■ 何もできない自分

 何をやってんだ、と一人で悪態をつく。
 考えたところで仕方ないのだが、らしくないと言えばらしくはなかった。自分にしか分からない程度の舌打ちをして、路地の壁に体をもたせかけ、腕組みをした。マーカスも恐らく似たような心境だったのであろう、この小劇場に来てからはしきりに溜息を吐いていた。それもこれも、どうせまたジタンの影響だと思うと何となく癪であった。
 ブランクとマーカスは、ジタン達をアレクサンドリア城から逃がしたあと、傷だらけで立ち上がることすら困難そうな様子のスタイナー、フライヤ、ベアトリクスを発見した。見捨てるわけにもいくまいと、思考を巡らせた結果、ルビィの小劇場に二人は彼らを運び込んだのだ。
 ギシ、ギシと板のきしむ音に、ブランクは首を回した。兜と鎧を脱いで、布服となっている男が壁に手をつきながら階段をのぼってくるところだった。普段は鎧姿で歩くたびに賑やかな音を鳴らす彼だ。一目でスタイナーであると判別することは少々難しかった。
「どうした? まだ傷、癒えてねぇだろ」
 生々しい傷を覆った包帯は体の至る所に巻かれていて、まだ彼は普通に立つことすらも危うかった。
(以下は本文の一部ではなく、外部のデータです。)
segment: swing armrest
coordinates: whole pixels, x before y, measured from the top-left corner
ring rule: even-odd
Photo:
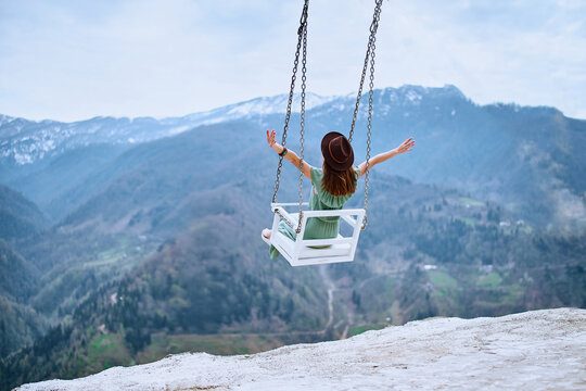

「それとも、何か? また姫さんを助けなきゃってんで、今から追いかけるつもりか?」
「よく喋るな、貴様は……」
 顔を顰め、頭に巻かれている包帯に片手を添える。
 漸く階段を上がりきり、壁にもたれてずるずると座り込んだ。
「外の空気を吸いたかっただけである……」
 狭い空を見上げ、深く息をつく。
 そんな彼を横眼に、ブランクは密かに肩を竦めた。
「今でも……分からないのである」
 かすれた声で、呟くように、しかし語り掛けるように、彼は口を開く。
「自分のしたことは正しかったのか……本当に姫様から離れてしまって良かったのか……」
「何が正しいのかは、分からぬ」
 ふいに挟まれた声に、ブランクとスタイナーが階段の方を見やると、こちらもまた不安定な様子で一段一段を踏みしめながらのぼってきたのは、フライヤだった。
「フライヤ殿! まだ起きては……」
「おぬしに言われる覚えはないのう、スタイナー?」
 負けず劣らずの大怪我であるスタイナーは、言葉を詰まらせる。
 彼女はいつものように帽子を被っていないため、普段よりも表情がはっきり見られた。汗が伝っているし、治療した包帯からもわずかに血が滲んでいる。フライヤもまた、傷は深かった。が、路地にまで出てくると、先ほどのスタイナーを再現するかのように壁に背を預け、座り込む。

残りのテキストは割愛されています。